Closed lunaru closed 4 years ago
Hi @lunaru
This is a great point, and you're right that the existing solutions aren't ideal. I was thinking about whether a custom IndexSet class could help, or a subclass of ThinkingSphinx::Deltas::SidekiqDelta
, but neither is going to provide the ability to filter indices based on the current model instance, just the model.
If there are ideas for PRs, please do share, because I'd love your experience (especially given I'm not using a sharding approach for any of my apps). I'm currently wondering if changing IndexSet filtering to accept an instance (much like it accepts a model class, see line 46 of that delta callback file), and then that would allow picking and choosing specific shards based on that instance. Other ideas are welcome too!
Also: I guess another way is to use real-time indices rather than deltas, and then you've got a touch more control over the callbacks in the model, and can invoke them a little more specifically. But that is a significant change if you're comfortable with SQL-backed indices.
@pat thanks for sharing your thoughts. The idea that we have to solve this would be to allow the model to optionally implement ts_index_names
.
Each of the Callback classes would then check instance.respond_to? :ts_index_names
and if it does, it will select
the indices
against those names to narrow the indices that get update/delete/etc calls.
If you think this approach is agreeable, we'll take a stab at the PR ASAP.

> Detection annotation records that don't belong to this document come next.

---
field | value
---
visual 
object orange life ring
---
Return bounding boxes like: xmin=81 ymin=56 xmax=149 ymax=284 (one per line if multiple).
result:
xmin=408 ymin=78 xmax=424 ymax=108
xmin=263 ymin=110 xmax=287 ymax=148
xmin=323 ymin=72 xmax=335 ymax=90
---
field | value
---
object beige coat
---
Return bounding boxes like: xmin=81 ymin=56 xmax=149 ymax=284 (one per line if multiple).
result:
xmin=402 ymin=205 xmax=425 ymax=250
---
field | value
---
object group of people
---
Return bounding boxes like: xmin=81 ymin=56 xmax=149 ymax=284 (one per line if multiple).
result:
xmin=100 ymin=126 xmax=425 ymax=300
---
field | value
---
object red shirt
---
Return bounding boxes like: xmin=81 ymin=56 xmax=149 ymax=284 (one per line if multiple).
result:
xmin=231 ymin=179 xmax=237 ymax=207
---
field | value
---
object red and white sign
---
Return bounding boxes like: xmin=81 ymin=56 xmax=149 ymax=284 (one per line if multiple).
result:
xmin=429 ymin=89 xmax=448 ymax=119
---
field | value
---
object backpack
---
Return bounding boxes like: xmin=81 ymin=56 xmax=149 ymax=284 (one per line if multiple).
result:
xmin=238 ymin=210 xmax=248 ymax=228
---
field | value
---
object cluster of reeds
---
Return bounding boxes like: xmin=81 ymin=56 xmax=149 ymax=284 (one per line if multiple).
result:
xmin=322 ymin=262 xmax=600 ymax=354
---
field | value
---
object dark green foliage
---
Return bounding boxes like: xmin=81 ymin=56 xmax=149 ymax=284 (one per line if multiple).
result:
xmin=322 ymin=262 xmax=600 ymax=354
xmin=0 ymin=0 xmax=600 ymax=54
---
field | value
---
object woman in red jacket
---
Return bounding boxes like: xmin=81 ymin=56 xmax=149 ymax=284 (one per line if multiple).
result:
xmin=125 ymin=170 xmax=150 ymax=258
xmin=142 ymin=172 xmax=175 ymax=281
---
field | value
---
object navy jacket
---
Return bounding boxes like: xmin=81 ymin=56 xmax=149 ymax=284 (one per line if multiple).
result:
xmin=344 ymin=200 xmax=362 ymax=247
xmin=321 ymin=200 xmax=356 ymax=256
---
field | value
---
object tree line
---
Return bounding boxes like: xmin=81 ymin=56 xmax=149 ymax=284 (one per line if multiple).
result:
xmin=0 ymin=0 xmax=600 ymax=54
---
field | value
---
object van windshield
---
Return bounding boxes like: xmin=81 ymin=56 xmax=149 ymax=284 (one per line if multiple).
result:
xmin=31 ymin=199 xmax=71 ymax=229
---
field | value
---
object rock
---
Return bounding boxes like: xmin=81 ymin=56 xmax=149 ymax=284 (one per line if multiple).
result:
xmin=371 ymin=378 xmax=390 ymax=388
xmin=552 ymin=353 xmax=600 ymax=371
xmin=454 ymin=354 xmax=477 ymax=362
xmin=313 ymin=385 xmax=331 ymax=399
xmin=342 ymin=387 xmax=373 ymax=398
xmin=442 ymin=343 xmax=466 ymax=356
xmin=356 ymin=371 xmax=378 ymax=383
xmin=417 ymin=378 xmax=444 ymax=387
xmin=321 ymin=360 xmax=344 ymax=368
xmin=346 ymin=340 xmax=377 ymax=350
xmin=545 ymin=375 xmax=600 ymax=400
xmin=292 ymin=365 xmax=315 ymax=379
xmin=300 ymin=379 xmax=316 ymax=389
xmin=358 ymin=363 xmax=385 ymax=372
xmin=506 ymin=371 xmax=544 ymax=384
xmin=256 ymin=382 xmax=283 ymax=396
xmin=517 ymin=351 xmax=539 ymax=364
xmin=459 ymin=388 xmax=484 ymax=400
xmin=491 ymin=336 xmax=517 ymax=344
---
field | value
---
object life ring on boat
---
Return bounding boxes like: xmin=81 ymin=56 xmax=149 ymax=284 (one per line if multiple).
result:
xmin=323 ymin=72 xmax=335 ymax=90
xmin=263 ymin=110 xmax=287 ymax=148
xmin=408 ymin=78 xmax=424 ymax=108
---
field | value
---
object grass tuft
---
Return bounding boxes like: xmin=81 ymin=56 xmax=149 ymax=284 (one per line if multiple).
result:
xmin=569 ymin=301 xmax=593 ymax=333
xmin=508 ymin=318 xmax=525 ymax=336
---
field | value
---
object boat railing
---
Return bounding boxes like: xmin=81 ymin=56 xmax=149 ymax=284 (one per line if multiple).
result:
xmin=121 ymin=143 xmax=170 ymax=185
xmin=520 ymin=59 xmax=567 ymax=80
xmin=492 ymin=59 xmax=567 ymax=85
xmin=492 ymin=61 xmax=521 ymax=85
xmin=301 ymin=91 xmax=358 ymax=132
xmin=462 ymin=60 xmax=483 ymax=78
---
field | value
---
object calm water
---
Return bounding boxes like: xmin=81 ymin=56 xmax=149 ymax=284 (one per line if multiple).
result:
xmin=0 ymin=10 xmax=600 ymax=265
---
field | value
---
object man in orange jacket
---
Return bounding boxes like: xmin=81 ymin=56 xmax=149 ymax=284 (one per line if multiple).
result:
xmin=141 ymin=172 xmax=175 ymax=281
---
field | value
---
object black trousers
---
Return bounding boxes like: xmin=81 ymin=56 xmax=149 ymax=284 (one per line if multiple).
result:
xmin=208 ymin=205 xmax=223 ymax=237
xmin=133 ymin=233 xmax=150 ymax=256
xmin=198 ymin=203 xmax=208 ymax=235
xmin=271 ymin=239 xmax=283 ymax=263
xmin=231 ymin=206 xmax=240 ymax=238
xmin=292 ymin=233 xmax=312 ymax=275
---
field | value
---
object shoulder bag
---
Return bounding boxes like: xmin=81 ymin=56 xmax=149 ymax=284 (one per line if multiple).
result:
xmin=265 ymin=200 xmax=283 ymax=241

Hi @lunaru - sorry for the delay in getting back to you, but I've just merged some changes into the develop
branch that should help solve this issue: I've reworked IndexSet so it accepts specific instances, and that's what the callbacks pass through. Which means that something like the following should help:
class IndexSet < ThinkingSphinx::IndexSet
private
def indices
return super if instances.empty?
super.select do |index|
# this block below will return all core and delta indices for the
# instance's model, filtered by the shard id for the instance.
instances.any? { |instance| index.name[/_#{instance.shard_id}_$/] }
end
end
end
# This line would go in an initialiser:
ThinkingSphinx::Configuration.instance.index_set_class = IndexSet
The shard_id
method in the example could be replaced with your MOD
logic, and thus returns the integer of the index an instance is tied to. If you'd like to give this a shot and confirm if it works for you, that'd be great! Then I can look into getting a new gem release published.
@pat awesome, we’ll give this a try this week (hopefully Monday) and let you know. I take it that your refactor is already live on the master
branch and we’d just need to pin our gemfile to master
to use it?
master
is for released gem versions, so it's only in develop
for now, but that's considered stable so there shouldn't be any issues using that branch as the source.
@pat Good news: It looks like this works brilliantly. The only difference with the index_set_class
call had to be done differently because it looks like the configuration was getting wiped upon initialization. Here's how we ended up doing it:
class ShardedIndexSet < ThinkingSphinx::IndexSet
private
def indices
return super if instances.empty?
super.select do |index|
# this block below will return all core and delta indices for the
# instance's model, filtered by the shard id for the instance.
instances.any? { |instance| !instance.respond_to?(:shard_id) || instance.shard_id.blank? || index.name[/_#{instance.shard_id}_/] }
end
end
end
# this needs to be set after initializers for the thinking-sphinx gem are run
Rails.application.config.to_prepare do
ThinkingSphinx::Configuration.instance.index_set_class = ShardedIndexSet
end
Specifically Rails.application.config.to_prepare
runs late enough to let us override the default index set class.
I'll go ahead and close this issue and await the next release version
Thanks for the confirmation, and the note about the initialiser. I'll try to get the new gem release out soon!
I know I've already noted this in #1173, but wanted also to mention that the newly released v5.0 includes the change discussed here with instances
being available in custom IndexSet subclasses :)
@pat I wanted to create this issue to start this discussion to make sure we've exhausted all of the documented solutions.
Right now, we have a model with enough records that a single index is not practical, so instead, we have something like this:
However, this as the problem that when a record is modified, it ends up creating N delta jobs, one for each index. If N is large enough, this becomes a problem.
It looks like the offending code is here: https://github.com/pat/thinking-sphinx/blob/1adcf8159fdbcb96a70fb01f5d8a15c2070090e6/lib/thinking_sphinx/active_record/callbacks/delta_callbacks.rb#L16
So the question is: Is there a better way to do sharding that avoids this landmine? Or conversely, if this is the best way to shard, then would a PR to help solve this problem be welcome?